What’s it like working with a huge group of women? I imagine it’s so fun
The culture of the team has been humbling. The team is made up of women with such diverse skill sets and everyone has been so willing to lend their expertise. We even have a woman on the team who has recently founded her own bamboo sanitary supply startup called Tsuno. She donates half her profits to women in need, both here in Australia and in Africa. It was Tsuno, that put us in touch with Share the Dignity, the charity our water ballet is supporting.
What can we expect from your debut show? I love the tampon floats!
Thanks, they’re crafted from pool noodles and socks! The show is a light-hearted, creative interpretation of the menstrual cycle performed by 30 rookie water ballerinas. Hardly anyone has a dance background, although there is one water polo player in the mix! And a few BeyDance alumni.
The Clams have been making a huge effort to make this a very female-centric event. We’ll be syncing up to medley of female-centric music (with only one exception, which will make sense on the night) to represent the various stages of the menstrual cycle.
What motivated you to put on this show, or was it just the tampon tax?
I would like to open up conversation and remove some of the stigma that comes with speaking about periods. Let’s do away with secret code names like ‘Aunt Flow’ and ‘that time of the month’. I don’t think men need to be ‘protected’ from hearing about periods and I think it holds women back when they can’t speak frankly about their experiences. It’s puzzling that sanitary supplies are taxed as a luxury good here in Australia. Perhaps if menstruation wasn’t such a secret, our politicians (predominantly male) would cotton on that these are items women have to buy every month. Not a luxury, but a necessity.
What does a really bad period look like for you?
Stomach cramps, mostly!
What is your period product weapon on choice?
Do you think we are making waves with period positivity?

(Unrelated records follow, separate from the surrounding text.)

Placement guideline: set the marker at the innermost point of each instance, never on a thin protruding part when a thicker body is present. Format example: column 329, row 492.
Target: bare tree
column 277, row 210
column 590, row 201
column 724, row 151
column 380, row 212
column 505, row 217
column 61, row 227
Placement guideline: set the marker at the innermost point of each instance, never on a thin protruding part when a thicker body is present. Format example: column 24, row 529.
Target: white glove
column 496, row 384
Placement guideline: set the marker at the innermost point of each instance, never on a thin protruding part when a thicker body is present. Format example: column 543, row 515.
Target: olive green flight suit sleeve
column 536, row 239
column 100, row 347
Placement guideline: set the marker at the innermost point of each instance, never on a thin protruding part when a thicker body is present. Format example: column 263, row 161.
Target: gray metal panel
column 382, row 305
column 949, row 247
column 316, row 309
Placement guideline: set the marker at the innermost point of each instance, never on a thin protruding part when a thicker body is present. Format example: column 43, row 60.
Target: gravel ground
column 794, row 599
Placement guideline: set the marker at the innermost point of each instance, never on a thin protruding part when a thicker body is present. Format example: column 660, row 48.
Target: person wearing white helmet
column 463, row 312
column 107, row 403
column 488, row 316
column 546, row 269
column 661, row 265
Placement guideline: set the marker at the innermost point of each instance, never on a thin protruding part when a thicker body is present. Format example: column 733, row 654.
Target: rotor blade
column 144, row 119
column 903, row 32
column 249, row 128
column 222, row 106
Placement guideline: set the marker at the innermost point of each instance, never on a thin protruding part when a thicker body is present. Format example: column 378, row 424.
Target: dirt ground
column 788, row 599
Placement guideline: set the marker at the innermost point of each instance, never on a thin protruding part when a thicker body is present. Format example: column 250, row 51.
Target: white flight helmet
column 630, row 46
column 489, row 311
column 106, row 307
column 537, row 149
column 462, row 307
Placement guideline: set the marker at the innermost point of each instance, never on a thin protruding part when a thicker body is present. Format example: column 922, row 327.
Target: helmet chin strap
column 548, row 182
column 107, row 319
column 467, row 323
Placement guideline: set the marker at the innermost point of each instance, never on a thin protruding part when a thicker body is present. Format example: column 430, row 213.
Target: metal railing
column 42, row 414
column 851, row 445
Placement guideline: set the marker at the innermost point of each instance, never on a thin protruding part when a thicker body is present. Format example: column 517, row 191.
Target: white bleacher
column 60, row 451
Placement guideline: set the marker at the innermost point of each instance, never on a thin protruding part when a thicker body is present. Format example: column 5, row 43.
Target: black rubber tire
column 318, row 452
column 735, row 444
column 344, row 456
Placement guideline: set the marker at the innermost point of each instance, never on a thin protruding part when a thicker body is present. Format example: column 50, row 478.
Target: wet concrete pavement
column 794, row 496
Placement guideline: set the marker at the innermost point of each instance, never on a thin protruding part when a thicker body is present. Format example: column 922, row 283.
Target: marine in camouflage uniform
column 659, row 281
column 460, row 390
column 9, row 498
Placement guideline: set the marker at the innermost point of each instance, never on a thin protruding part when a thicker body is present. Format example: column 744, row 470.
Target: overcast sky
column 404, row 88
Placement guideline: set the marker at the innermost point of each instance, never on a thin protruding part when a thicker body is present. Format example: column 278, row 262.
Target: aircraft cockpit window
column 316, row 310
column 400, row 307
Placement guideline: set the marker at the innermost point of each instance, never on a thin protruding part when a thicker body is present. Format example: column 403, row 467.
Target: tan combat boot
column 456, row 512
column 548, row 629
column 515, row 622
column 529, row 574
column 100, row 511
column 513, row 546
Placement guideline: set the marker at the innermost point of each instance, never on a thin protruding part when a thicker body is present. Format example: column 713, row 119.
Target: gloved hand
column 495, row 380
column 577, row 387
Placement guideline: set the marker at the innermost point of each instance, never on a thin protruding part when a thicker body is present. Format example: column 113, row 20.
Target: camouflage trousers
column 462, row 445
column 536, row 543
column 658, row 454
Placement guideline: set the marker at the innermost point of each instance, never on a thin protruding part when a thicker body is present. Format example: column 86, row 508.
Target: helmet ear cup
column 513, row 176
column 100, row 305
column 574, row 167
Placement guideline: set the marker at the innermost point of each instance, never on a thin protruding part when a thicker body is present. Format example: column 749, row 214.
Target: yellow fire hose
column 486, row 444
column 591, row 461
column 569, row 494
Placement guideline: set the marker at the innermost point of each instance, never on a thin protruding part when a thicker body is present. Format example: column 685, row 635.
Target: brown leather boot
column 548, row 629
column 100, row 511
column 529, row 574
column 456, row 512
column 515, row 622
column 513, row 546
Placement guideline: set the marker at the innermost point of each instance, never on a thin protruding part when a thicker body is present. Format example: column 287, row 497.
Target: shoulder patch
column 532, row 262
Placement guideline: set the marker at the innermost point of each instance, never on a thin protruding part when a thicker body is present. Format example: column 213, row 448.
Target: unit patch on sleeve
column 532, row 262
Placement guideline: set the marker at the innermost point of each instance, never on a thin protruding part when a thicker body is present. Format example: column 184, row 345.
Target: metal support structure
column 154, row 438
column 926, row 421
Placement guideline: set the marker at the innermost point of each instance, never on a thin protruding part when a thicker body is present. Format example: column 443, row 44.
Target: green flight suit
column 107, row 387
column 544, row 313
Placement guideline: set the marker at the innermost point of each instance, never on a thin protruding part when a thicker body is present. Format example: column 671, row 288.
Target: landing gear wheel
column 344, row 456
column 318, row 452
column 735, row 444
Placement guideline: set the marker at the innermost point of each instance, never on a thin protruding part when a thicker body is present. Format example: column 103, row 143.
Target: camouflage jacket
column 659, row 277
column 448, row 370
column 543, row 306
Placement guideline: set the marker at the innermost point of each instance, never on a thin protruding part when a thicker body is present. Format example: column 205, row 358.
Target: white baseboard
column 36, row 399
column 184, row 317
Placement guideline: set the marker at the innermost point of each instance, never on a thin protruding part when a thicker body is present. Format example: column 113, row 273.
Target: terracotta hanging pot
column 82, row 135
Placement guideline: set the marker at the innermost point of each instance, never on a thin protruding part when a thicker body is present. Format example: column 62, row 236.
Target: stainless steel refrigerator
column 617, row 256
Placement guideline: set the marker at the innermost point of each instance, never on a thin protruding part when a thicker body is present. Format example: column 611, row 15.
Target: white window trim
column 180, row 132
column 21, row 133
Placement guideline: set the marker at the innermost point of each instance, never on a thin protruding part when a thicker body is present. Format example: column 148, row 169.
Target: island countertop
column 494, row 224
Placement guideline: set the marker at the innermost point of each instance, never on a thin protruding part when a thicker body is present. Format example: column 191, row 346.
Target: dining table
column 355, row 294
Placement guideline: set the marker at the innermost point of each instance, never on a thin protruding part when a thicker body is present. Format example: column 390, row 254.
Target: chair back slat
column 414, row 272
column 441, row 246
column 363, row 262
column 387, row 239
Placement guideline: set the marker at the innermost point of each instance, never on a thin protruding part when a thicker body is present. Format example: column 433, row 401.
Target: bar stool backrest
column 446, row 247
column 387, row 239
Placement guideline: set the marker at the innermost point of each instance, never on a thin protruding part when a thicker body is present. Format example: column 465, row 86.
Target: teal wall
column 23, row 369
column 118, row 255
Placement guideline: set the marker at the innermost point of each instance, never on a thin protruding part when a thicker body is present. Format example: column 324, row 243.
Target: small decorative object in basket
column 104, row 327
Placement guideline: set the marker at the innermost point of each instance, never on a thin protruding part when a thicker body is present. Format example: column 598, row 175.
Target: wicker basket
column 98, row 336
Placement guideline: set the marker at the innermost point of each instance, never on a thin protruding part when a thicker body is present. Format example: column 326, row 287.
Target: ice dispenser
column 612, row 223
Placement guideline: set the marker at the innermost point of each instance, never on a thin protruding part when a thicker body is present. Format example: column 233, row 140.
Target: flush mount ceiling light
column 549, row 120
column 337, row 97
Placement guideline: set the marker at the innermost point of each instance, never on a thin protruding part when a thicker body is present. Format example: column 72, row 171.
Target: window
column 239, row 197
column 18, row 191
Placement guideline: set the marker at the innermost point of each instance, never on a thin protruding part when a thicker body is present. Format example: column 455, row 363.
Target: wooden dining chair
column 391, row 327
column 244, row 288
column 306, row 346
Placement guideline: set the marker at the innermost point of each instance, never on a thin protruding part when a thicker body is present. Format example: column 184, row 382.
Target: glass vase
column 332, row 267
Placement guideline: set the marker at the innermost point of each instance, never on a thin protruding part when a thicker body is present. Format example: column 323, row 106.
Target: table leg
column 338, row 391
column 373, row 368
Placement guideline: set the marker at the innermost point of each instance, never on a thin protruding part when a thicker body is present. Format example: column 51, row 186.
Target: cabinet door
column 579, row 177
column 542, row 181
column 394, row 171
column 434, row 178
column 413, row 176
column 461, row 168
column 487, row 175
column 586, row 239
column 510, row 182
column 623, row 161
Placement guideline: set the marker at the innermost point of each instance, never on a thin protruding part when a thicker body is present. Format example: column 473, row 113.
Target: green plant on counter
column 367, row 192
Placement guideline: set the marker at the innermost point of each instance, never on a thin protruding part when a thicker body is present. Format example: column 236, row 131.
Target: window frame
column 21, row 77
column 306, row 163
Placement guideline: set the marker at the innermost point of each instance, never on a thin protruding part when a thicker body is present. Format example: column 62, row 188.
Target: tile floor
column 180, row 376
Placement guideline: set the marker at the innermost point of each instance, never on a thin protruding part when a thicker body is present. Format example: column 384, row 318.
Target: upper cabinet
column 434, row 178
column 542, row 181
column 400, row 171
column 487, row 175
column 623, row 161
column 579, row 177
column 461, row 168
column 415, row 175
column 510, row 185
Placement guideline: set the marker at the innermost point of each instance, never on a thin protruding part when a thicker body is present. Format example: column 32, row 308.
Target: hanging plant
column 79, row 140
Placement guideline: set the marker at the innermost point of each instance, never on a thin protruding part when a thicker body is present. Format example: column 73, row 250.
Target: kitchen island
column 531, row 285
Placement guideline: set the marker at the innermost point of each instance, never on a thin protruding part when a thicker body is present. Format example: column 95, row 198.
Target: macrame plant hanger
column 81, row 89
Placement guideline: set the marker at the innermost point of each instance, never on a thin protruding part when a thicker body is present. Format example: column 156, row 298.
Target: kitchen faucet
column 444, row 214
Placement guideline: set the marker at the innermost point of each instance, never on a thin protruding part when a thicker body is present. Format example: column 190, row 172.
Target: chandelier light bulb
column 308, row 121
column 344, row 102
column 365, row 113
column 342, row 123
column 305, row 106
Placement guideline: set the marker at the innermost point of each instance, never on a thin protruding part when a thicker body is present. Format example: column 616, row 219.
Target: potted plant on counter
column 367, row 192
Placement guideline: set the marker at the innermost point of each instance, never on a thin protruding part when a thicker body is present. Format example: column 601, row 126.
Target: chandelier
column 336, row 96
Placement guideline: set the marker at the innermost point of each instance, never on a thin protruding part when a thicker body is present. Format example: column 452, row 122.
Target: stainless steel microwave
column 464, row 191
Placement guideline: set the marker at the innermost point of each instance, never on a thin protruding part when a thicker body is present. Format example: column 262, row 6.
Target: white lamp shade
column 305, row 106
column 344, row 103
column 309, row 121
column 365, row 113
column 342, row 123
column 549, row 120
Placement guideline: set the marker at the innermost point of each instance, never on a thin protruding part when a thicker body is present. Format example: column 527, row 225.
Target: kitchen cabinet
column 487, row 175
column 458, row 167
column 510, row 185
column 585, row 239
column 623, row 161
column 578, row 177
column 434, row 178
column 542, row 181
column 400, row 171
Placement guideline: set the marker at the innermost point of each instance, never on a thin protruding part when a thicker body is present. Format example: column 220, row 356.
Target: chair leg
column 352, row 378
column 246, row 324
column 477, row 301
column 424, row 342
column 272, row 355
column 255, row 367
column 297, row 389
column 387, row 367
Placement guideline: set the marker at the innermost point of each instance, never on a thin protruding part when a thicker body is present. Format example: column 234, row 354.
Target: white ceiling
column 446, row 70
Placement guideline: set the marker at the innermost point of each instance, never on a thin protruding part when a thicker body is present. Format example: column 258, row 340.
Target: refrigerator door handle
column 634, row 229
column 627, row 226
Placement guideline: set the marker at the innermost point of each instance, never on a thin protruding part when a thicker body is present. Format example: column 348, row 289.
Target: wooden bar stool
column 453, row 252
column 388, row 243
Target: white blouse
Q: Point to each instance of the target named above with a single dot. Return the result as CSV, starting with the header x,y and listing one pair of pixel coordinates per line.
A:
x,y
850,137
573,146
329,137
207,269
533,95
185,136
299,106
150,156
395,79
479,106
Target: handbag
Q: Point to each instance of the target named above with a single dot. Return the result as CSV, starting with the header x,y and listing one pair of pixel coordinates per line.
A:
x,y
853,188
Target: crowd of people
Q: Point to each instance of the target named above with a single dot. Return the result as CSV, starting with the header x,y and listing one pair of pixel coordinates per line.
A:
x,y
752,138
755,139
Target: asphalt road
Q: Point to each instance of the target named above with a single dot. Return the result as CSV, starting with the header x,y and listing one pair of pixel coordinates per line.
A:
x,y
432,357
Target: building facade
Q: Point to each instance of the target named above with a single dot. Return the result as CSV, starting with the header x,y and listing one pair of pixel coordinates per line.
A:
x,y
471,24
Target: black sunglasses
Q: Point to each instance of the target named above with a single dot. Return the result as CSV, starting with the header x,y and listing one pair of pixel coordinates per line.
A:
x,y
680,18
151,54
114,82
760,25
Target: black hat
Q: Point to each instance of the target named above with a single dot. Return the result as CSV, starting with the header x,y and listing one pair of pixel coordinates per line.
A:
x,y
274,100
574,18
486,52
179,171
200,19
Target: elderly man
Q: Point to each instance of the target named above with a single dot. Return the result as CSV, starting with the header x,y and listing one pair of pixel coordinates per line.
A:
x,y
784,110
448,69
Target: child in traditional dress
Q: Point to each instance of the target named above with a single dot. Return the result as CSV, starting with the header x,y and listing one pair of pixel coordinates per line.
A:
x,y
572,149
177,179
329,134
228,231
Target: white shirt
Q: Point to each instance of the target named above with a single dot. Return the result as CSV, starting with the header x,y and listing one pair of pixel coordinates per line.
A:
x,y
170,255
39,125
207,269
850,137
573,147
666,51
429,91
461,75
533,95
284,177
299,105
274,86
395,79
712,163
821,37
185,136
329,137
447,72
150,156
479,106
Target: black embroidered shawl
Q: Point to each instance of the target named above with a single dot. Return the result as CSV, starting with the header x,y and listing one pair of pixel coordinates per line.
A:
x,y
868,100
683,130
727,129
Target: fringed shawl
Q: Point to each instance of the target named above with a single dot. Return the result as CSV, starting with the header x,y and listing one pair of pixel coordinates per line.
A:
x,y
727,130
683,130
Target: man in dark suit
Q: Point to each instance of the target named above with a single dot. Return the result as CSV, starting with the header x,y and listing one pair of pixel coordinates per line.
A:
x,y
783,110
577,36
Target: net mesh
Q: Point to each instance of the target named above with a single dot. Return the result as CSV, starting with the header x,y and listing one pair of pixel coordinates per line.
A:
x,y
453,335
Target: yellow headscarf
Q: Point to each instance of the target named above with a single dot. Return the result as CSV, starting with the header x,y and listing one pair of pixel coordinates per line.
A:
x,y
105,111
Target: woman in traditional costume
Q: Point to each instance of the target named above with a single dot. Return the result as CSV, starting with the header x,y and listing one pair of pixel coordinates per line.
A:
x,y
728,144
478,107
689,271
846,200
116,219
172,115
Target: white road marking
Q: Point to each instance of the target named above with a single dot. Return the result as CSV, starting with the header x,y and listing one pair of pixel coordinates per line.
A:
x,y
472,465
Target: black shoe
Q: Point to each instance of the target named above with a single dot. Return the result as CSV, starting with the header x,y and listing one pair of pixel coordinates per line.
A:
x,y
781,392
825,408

The fact so many other women were enthusiastic about jumping on board with this project makes it pretty clear periods are no longer taboo in our (albeit inner northern Melbourne) circle. What we want to do now though is actually own the period, without even acknowledging there’s anything to be embarrassed about. Because there isn’t.
If you could sum up period positivity in a sentence, what would it be?
Being able to talk about our experiences without that sense of taboo.
I personally cannot wait to see what else The Clams have in store and wish them a bloody good first show!
All profits from Crimson Tide are going to Share the Dignity, which makes sure disadvantaged women around Australia have access to essential sanitary items. The Clams believe Tampons, pads, menstrual cups, and other essentials are a right, not a privilege. Period. Melbourne-based social enterprise Tsuno is supporting the Clams in getting these very much NON-luxury items into other women’s pockets.
Saturday March 18
Northcote Aquatic and Recreation Centre
180 Victoria Rd, Northcote
5pm – 8pm (doors from 4.30)
Bring your bathers – because you better believe you can jump in too. All ages are welcome, although the show will get a little sweary.